The New York Times recently reported on a survey published by the Pew Research Center on American’s health tracking behaviors.  Fortunately, as a society, it appears that we are becoming much more health conscious.  In the survey, Pew researchers found that 70% of all adults track some health indicator for themselves or a loved one.  However, much of the tracking is classified as informal and 49% say that they track “in [their] head”.  Of those who track health indicators, 35% use a paper journal and now 21% use technology such as a smartphone or tablet application.  As mentioned in the Pew report, this is the first survey conducted to examine health tracking behaviors in the US–Importantly, the survey found that 46% of those with tracking behaviors changed their approach to healthcare and have become much more engaged.  Specifically, the engagement prompted them to ask more questions of their physician and to often seek more that one opinion.

Mobile technology is a powerful tool.  Last year alone over 500 companies made healthcare related applications and there are now almost 15,000 applications for health indicator tracking on the market.  By tracking health indicators such as blood pressure, heart rate, daily weights and blood sugars (among others) patients can see the impact of interventions such as diet, exercise and drug therapy.  Seeing results in real time can be very motivating.  The ill effects of chronic diseases such as hypertension and obesity are not always readily apparent to patients until end organ damage occurs.  With tracking applications, the patient is able to see the day to day variation and is engaged in the control of his or her health indicators.  As I have mentioned in a previous blog, I believe that the time is near when physicians will begin prescribing mobile health tracking applications for their patients during routine office visits.  Healthcare in the US has to change in order to be successful.  No longer can patients passively sit back and accept the fact that physicians will be able to take care of all of their healthcare needs.  Now, more than ever, patient engagement and participation is key to success.  Under the new healthcare system, physicians will face increased pressure to see more patients in less time.  Documentation challenges with electronic medical records (EMR) and other paperwork will further diminish the time spent with patients.  Patient participation in health maintenance through health indicator tracking via mobile applications will prove to be a critically important part of our healthcare system.  I foresee a doctor’s visit where a patient can download their smartphone data directly into their EMR file in their physicians office.  This ability to sync data will not only save time but will improve accuracy of the record.  Ultimately, I expect that mobile applications will be able to transmit data messages to physician offices when certain health indicators have risen to dangerous levels.

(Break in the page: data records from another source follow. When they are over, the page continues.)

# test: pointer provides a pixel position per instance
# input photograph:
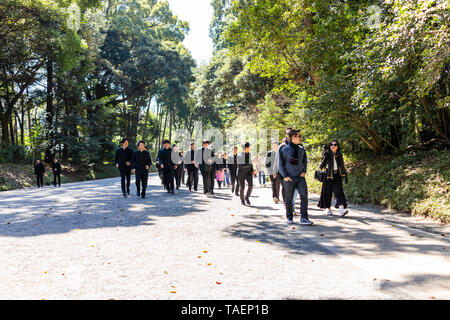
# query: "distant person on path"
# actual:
(207, 168)
(333, 162)
(178, 172)
(292, 163)
(123, 163)
(284, 143)
(226, 170)
(191, 166)
(39, 171)
(56, 169)
(261, 172)
(245, 173)
(232, 166)
(272, 168)
(140, 164)
(220, 170)
(167, 166)
(160, 171)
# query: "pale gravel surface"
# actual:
(85, 241)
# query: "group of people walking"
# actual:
(286, 165)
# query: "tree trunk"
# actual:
(5, 127)
(49, 112)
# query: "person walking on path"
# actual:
(272, 168)
(245, 173)
(123, 163)
(191, 165)
(167, 166)
(226, 170)
(292, 163)
(220, 168)
(56, 169)
(140, 164)
(232, 166)
(178, 172)
(261, 170)
(207, 168)
(39, 171)
(333, 162)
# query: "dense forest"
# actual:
(77, 75)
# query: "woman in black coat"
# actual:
(333, 162)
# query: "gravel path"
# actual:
(85, 241)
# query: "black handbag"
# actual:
(320, 175)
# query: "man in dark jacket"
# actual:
(56, 169)
(123, 163)
(178, 172)
(207, 168)
(284, 143)
(271, 165)
(245, 172)
(140, 164)
(167, 166)
(292, 164)
(39, 171)
(232, 165)
(191, 166)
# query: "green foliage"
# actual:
(418, 183)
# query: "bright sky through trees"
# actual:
(199, 14)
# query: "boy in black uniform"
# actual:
(191, 165)
(123, 163)
(207, 168)
(271, 165)
(179, 163)
(245, 173)
(232, 165)
(167, 166)
(141, 163)
(39, 171)
(56, 169)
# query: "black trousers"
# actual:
(298, 183)
(192, 178)
(125, 174)
(330, 186)
(208, 180)
(234, 181)
(245, 175)
(141, 179)
(56, 175)
(178, 172)
(275, 181)
(40, 180)
(161, 176)
(168, 179)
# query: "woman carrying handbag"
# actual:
(333, 162)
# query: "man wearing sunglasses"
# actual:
(292, 164)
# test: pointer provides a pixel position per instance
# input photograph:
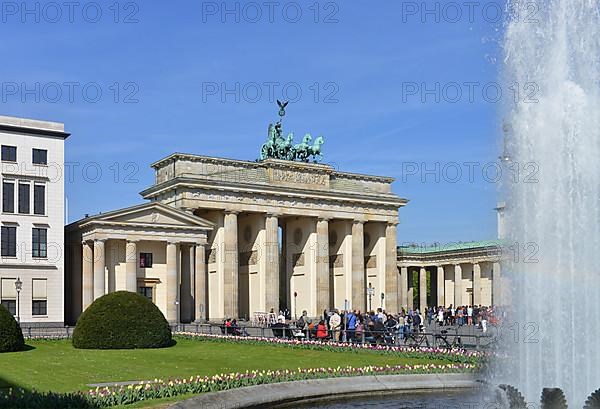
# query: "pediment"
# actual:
(154, 214)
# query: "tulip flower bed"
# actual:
(158, 388)
(452, 355)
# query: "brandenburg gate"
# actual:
(287, 234)
(222, 238)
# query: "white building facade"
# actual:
(32, 220)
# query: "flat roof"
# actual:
(33, 126)
(441, 248)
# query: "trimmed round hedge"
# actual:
(122, 320)
(11, 336)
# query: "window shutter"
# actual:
(9, 292)
(39, 289)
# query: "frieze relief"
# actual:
(264, 200)
(298, 260)
(371, 262)
(295, 177)
(336, 261)
(211, 256)
(248, 258)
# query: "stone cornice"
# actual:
(378, 198)
(270, 163)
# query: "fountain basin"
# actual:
(319, 390)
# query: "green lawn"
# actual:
(57, 366)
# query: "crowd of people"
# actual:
(380, 326)
(376, 326)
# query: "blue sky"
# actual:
(364, 58)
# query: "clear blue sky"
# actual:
(361, 59)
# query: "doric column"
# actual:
(391, 269)
(404, 287)
(87, 279)
(497, 285)
(457, 285)
(358, 267)
(200, 283)
(272, 262)
(476, 284)
(186, 279)
(231, 267)
(99, 268)
(422, 289)
(441, 301)
(172, 282)
(131, 266)
(322, 265)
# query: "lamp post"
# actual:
(18, 287)
(370, 293)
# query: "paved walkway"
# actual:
(320, 389)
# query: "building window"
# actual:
(8, 295)
(9, 153)
(8, 241)
(39, 305)
(146, 292)
(23, 198)
(145, 260)
(39, 199)
(8, 197)
(40, 157)
(39, 243)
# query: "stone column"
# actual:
(404, 287)
(172, 282)
(457, 285)
(358, 267)
(231, 266)
(272, 263)
(322, 265)
(422, 289)
(87, 285)
(476, 284)
(200, 283)
(440, 287)
(186, 279)
(391, 269)
(131, 266)
(99, 268)
(497, 296)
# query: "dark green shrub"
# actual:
(11, 336)
(122, 320)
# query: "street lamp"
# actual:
(370, 293)
(18, 287)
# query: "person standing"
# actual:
(335, 322)
(351, 326)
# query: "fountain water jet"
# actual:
(553, 193)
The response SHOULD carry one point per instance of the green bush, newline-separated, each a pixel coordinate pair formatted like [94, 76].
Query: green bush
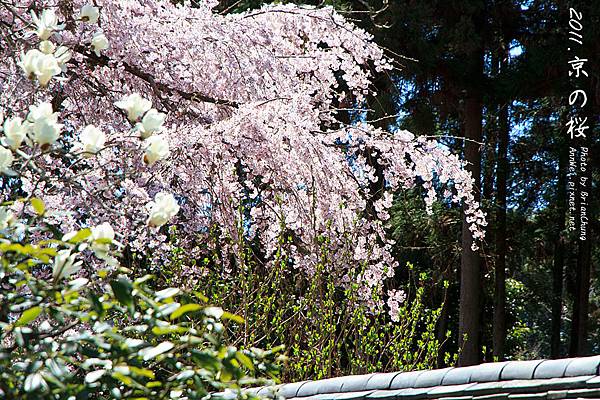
[103, 335]
[326, 328]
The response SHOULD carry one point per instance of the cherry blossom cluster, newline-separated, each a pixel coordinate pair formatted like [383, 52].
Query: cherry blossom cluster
[213, 123]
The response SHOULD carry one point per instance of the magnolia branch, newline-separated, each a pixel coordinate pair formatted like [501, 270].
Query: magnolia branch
[151, 80]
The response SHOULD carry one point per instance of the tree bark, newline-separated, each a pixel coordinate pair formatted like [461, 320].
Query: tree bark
[499, 326]
[470, 277]
[558, 262]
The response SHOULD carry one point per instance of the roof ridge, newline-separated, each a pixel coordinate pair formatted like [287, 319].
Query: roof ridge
[539, 373]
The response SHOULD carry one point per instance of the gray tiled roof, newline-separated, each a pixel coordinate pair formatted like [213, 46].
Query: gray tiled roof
[537, 379]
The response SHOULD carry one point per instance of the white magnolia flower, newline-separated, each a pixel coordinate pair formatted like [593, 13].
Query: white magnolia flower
[103, 231]
[7, 218]
[46, 131]
[41, 112]
[135, 105]
[46, 67]
[99, 43]
[47, 47]
[6, 159]
[404, 136]
[14, 130]
[38, 65]
[92, 139]
[46, 24]
[63, 55]
[89, 14]
[157, 148]
[152, 122]
[162, 209]
[28, 63]
[65, 265]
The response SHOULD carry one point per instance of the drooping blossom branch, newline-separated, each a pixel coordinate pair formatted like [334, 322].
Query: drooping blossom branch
[180, 115]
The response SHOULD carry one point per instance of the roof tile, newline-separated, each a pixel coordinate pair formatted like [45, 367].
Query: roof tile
[551, 368]
[381, 380]
[405, 380]
[355, 383]
[432, 378]
[488, 372]
[460, 375]
[583, 366]
[519, 369]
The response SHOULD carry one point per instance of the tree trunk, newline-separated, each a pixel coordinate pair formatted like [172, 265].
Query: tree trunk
[470, 263]
[499, 328]
[558, 263]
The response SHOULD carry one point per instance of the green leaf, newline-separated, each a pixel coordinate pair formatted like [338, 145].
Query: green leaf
[38, 206]
[142, 372]
[80, 236]
[122, 289]
[166, 330]
[232, 317]
[244, 360]
[166, 293]
[28, 316]
[185, 309]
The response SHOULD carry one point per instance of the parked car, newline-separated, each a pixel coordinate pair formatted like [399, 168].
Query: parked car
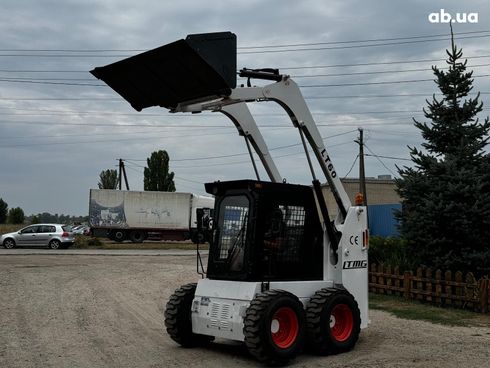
[53, 236]
[81, 230]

Technology to improve the health of Americans is here.  How and when we incorporate these technologies into the healthcare system is still developing.  As with most things in medicine in the US, the FDA will most likely begin to play a larger role in the evaluation of health tracking applications.  Ultimately, I expect the same level of regulation that we see with new prescription drugs or medical devices.  (However, that could be  subject of a blog all its own).  For now, I encourage patients and physicians to consider using medical applications in their practices.   Certainly, tracking indicators can benefit patient outcomes–patient access to data increases awareness, increases engagement and will ultimately save healthcare dollars.